Thursday, May 16, 2019

Going to Production with Sitecore 9.1 on Azure PaaS: Critical Patches Required For Stability

Standard
After spending several months upgrading our custom solution to Sitecore 9.1, and launching on Azure PaaS, I have learned a lot about what it takes to eventually see the sunshine between those stormy clouds.

This is the first of a series of posts intended to help you and your team make the transition as smooth as possible.



Critical Patches

There are several patches and things that you will need to deploy that are imperative to your success on Azure PaaS.


High CPU - Excessive Thread Consumption

Sitecore traditional server roles (Content Management, Content Delivery etc) operate in a synchronous context while xConnect operations are asynchronous.
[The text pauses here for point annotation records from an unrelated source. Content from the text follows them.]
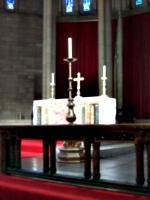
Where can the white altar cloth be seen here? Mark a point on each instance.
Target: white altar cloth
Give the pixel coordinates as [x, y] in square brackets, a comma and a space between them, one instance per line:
[88, 110]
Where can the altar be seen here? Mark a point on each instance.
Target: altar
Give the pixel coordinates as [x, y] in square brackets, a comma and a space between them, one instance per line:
[88, 110]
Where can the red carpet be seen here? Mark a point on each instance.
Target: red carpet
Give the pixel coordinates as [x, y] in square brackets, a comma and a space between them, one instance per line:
[17, 188]
[33, 148]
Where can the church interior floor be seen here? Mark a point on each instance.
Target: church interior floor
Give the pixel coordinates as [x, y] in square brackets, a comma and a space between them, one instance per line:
[119, 169]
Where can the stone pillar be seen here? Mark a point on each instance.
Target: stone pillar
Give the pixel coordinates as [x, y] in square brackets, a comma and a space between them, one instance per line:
[105, 44]
[49, 45]
[118, 59]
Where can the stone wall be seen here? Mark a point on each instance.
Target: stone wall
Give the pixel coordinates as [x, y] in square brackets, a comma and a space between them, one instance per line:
[20, 59]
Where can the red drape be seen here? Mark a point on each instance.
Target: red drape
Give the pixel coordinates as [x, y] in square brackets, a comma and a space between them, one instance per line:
[136, 63]
[85, 48]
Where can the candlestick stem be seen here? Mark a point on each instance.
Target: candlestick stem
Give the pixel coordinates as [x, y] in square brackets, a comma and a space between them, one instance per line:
[71, 117]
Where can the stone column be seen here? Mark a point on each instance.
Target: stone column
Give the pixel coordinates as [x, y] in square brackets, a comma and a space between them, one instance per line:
[105, 44]
[49, 45]
[118, 59]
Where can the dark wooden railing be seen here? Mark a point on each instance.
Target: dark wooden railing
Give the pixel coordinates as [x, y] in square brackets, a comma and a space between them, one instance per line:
[11, 136]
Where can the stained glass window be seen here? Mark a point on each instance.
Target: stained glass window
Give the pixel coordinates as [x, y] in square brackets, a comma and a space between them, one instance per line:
[138, 2]
[10, 4]
[86, 5]
[69, 6]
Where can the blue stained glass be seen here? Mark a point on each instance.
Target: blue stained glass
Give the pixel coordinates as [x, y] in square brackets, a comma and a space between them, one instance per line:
[138, 2]
[10, 4]
[86, 5]
[69, 6]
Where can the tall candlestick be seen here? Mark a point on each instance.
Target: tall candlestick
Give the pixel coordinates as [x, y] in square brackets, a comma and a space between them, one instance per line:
[52, 78]
[69, 47]
[104, 71]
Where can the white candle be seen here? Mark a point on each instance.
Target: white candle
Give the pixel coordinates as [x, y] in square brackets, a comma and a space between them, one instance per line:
[104, 71]
[52, 78]
[69, 47]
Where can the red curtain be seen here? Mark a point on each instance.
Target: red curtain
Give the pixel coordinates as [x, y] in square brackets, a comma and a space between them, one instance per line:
[85, 48]
[136, 63]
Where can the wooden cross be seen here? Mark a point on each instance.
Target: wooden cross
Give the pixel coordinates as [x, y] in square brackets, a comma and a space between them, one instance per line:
[78, 79]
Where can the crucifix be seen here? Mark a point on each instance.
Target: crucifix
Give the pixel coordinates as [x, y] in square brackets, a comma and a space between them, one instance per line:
[78, 79]
[104, 78]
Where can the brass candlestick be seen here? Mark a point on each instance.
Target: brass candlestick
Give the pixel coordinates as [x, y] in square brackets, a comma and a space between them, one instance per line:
[71, 117]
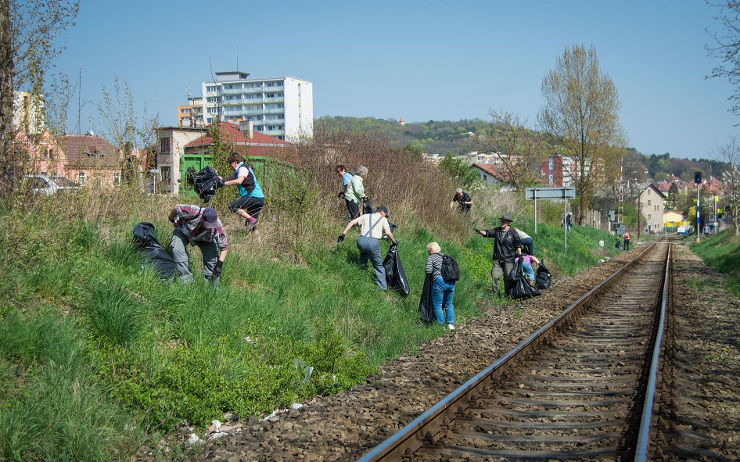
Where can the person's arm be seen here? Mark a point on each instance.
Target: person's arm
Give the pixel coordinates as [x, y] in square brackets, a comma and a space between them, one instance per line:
[239, 180]
[351, 224]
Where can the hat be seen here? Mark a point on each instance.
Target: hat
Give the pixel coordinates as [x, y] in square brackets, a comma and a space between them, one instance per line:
[210, 217]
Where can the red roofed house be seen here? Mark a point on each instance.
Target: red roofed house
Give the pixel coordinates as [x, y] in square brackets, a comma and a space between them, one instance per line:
[85, 159]
[493, 174]
[179, 148]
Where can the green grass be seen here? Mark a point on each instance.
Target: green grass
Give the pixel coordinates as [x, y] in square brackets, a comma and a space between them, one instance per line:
[722, 252]
[89, 340]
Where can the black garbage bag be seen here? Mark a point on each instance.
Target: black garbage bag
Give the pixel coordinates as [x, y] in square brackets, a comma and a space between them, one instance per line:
[394, 274]
[152, 251]
[519, 284]
[206, 182]
[426, 307]
[542, 277]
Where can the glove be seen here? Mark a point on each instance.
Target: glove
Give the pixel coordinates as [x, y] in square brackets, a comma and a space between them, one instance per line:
[217, 269]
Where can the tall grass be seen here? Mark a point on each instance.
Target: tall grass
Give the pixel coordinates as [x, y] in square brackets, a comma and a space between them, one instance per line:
[132, 355]
[722, 252]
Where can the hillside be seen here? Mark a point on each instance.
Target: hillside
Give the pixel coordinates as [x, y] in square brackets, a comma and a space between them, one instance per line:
[443, 136]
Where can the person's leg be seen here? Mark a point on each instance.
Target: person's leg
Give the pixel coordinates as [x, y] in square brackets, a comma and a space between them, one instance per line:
[437, 296]
[447, 302]
[377, 260]
[528, 243]
[496, 273]
[507, 270]
[254, 206]
[527, 268]
[239, 206]
[210, 257]
[354, 209]
[364, 247]
[178, 249]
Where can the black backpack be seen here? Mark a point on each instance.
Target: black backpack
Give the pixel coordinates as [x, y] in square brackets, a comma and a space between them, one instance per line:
[450, 270]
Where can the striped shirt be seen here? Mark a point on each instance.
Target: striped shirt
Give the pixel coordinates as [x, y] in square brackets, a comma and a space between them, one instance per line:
[434, 265]
[188, 219]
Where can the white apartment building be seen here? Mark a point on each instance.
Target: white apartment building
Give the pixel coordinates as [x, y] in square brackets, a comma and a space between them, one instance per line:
[281, 107]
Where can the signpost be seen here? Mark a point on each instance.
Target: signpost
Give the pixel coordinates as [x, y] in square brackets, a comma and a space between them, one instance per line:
[552, 194]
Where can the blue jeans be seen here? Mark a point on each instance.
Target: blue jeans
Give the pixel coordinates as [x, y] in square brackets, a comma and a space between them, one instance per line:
[178, 248]
[442, 292]
[370, 249]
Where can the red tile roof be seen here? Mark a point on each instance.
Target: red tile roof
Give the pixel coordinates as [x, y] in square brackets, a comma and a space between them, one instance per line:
[259, 145]
[89, 151]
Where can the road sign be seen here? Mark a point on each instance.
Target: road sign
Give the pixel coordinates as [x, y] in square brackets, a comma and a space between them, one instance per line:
[550, 194]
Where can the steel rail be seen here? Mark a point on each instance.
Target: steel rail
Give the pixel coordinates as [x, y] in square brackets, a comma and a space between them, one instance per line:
[429, 420]
[643, 438]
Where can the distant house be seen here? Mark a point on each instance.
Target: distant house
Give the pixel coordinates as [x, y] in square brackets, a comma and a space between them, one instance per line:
[85, 159]
[672, 219]
[650, 204]
[179, 148]
[493, 174]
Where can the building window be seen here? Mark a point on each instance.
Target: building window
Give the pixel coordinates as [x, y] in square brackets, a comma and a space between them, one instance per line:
[164, 144]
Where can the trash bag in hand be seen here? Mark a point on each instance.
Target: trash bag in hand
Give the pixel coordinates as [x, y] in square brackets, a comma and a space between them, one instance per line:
[152, 252]
[395, 276]
[206, 182]
[518, 283]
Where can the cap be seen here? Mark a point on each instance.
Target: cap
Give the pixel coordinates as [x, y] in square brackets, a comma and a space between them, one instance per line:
[210, 217]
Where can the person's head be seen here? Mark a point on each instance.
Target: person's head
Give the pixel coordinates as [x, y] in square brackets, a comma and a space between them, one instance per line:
[209, 218]
[234, 157]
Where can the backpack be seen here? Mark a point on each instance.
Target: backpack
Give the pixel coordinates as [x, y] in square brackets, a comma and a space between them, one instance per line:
[450, 270]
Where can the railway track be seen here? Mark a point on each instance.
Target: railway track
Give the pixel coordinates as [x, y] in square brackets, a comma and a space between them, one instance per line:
[580, 388]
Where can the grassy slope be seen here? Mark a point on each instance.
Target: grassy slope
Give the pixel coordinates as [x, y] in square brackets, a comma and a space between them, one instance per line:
[722, 252]
[88, 340]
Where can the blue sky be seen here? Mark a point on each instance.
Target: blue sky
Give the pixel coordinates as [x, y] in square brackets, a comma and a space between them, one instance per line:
[416, 60]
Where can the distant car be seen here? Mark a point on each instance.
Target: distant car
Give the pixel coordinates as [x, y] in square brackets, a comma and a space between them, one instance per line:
[48, 185]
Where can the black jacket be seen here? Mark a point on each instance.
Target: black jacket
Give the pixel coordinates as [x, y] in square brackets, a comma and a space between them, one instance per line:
[505, 245]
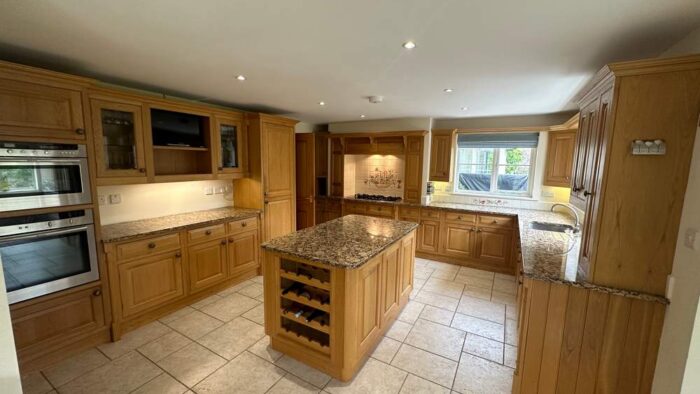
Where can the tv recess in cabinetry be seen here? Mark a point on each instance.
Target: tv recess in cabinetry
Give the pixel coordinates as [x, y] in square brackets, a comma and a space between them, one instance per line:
[181, 143]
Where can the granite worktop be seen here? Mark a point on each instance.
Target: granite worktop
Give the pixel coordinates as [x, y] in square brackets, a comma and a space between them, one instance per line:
[154, 226]
[347, 242]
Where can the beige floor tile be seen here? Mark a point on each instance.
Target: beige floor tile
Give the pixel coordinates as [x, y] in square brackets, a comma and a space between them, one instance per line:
[386, 350]
[482, 309]
[263, 349]
[35, 383]
[426, 365]
[478, 326]
[436, 338]
[163, 384]
[437, 300]
[477, 292]
[256, 314]
[69, 369]
[195, 325]
[124, 374]
[230, 307]
[415, 385]
[374, 377]
[503, 298]
[411, 312]
[133, 339]
[290, 384]
[510, 356]
[478, 375]
[245, 372]
[504, 286]
[444, 287]
[191, 364]
[252, 290]
[303, 371]
[399, 330]
[177, 314]
[511, 332]
[164, 346]
[484, 348]
[229, 340]
[437, 315]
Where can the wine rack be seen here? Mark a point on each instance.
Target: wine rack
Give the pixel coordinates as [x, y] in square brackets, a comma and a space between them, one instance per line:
[305, 302]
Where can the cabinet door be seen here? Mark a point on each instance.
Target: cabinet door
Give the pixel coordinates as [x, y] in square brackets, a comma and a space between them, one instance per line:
[119, 140]
[150, 282]
[494, 245]
[337, 168]
[278, 160]
[459, 240]
[243, 252]
[413, 173]
[391, 282]
[429, 236]
[408, 252]
[230, 146]
[207, 263]
[560, 157]
[32, 110]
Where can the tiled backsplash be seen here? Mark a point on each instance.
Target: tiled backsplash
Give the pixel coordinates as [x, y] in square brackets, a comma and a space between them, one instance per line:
[374, 174]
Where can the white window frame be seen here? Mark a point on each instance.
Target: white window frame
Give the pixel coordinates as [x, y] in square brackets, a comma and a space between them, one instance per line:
[494, 178]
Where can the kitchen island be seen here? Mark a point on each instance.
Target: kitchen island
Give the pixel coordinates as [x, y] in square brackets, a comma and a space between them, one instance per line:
[333, 290]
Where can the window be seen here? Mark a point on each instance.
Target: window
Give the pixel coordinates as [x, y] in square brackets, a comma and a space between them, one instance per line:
[500, 163]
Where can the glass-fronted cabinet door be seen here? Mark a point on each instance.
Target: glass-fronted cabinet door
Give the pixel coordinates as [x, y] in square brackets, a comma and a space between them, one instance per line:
[118, 139]
[230, 140]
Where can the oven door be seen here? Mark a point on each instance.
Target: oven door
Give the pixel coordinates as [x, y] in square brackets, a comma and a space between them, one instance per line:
[40, 183]
[44, 262]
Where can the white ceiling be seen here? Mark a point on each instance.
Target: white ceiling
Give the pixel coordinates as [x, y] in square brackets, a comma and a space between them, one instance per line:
[501, 57]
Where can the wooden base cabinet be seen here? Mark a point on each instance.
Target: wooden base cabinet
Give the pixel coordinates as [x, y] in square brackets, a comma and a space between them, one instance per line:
[347, 313]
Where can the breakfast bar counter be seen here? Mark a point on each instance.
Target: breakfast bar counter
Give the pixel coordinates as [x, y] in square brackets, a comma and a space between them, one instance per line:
[333, 290]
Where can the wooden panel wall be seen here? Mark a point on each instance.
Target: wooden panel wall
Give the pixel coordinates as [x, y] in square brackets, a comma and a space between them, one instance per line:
[586, 341]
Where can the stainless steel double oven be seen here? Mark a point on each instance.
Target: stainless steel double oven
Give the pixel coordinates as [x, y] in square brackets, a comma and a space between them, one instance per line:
[51, 250]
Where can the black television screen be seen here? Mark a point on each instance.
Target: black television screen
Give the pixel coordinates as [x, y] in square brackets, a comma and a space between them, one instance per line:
[177, 128]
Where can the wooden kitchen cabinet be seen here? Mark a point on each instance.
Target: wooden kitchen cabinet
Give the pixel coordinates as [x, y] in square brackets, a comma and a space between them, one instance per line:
[441, 148]
[207, 263]
[560, 158]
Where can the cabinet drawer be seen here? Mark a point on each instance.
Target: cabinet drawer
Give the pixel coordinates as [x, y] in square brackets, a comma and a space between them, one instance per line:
[242, 225]
[430, 213]
[148, 246]
[495, 221]
[409, 212]
[206, 233]
[460, 217]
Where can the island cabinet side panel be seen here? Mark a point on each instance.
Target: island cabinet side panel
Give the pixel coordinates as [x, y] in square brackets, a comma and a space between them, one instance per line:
[583, 340]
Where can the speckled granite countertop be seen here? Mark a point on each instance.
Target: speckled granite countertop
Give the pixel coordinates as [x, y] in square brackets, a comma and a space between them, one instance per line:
[547, 256]
[347, 242]
[137, 228]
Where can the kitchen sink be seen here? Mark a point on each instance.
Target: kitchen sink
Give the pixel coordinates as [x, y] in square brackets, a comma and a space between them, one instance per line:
[555, 227]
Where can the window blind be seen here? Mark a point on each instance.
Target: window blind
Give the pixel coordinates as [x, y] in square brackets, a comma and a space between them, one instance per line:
[498, 140]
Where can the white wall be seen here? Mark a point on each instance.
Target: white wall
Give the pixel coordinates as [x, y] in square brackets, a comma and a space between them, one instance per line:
[161, 199]
[679, 326]
[9, 370]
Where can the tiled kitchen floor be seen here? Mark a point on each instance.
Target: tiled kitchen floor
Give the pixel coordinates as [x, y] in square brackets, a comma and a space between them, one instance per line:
[457, 333]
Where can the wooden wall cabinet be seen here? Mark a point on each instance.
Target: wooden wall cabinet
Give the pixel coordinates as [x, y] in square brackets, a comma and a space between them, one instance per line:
[560, 158]
[441, 148]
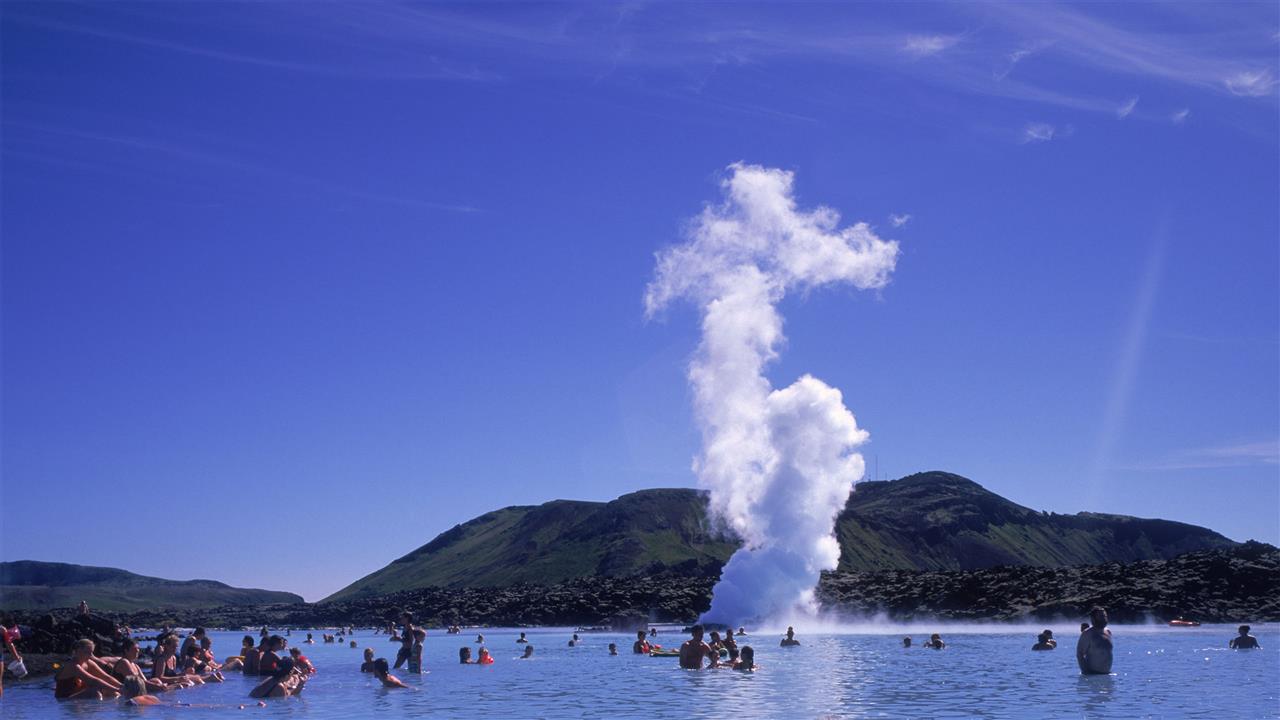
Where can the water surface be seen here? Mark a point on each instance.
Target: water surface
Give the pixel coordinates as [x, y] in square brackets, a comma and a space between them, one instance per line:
[983, 673]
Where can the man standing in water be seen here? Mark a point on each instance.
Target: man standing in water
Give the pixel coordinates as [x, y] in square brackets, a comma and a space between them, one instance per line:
[1093, 650]
[694, 650]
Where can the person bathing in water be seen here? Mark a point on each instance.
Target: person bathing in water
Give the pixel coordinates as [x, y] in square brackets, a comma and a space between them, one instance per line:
[383, 673]
[694, 650]
[1045, 641]
[1244, 641]
[790, 641]
[1095, 648]
[641, 646]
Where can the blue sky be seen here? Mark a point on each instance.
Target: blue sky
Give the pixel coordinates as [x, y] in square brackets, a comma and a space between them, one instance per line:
[289, 288]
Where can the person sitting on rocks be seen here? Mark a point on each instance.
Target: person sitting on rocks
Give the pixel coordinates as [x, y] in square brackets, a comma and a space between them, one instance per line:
[82, 678]
[1244, 641]
[640, 646]
[1045, 641]
[1095, 648]
[693, 651]
[790, 641]
[383, 673]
Therefore, communication between your Sitecore traditional servers and xConnect are performed in a synchronous to asynchronous context.

This sync to async operation requires double the number of threads on the sync side in order to do the job.  This could result in there not being enough threads available to unblock the main thread.

Sitecore handled this excessive threading problem in their application code by building a custom thread scheduler. What this does is take advantage of a blocked thread to execute the operation, thus reducing the need for the additional thread, and making this synchronous to asynchronous context more efficient.

Great stuff right? Well, the problem that everyone will be faced with is that if you are not using an exact version of the System.Net.Http library, this thread scheduler simply doesn't work!

New versions of System.Net.Http don't respect the custom thread schedulers that Sitecore has built.

With the configurations that are shipped with Sitecore 9.x, the application uses the Global Assembly Cache to reference System.Net.Http, and 9 times out of 10, it will be a newer version of this library.

Without this thread scheduler working, you will end up with high CPU due to thread blocking, and your application will start failing to respond to incoming http requests.

In my case, I saw blocking appear in session end pipelines, and also in some calls on my Content Management server when working with EXM and contacts.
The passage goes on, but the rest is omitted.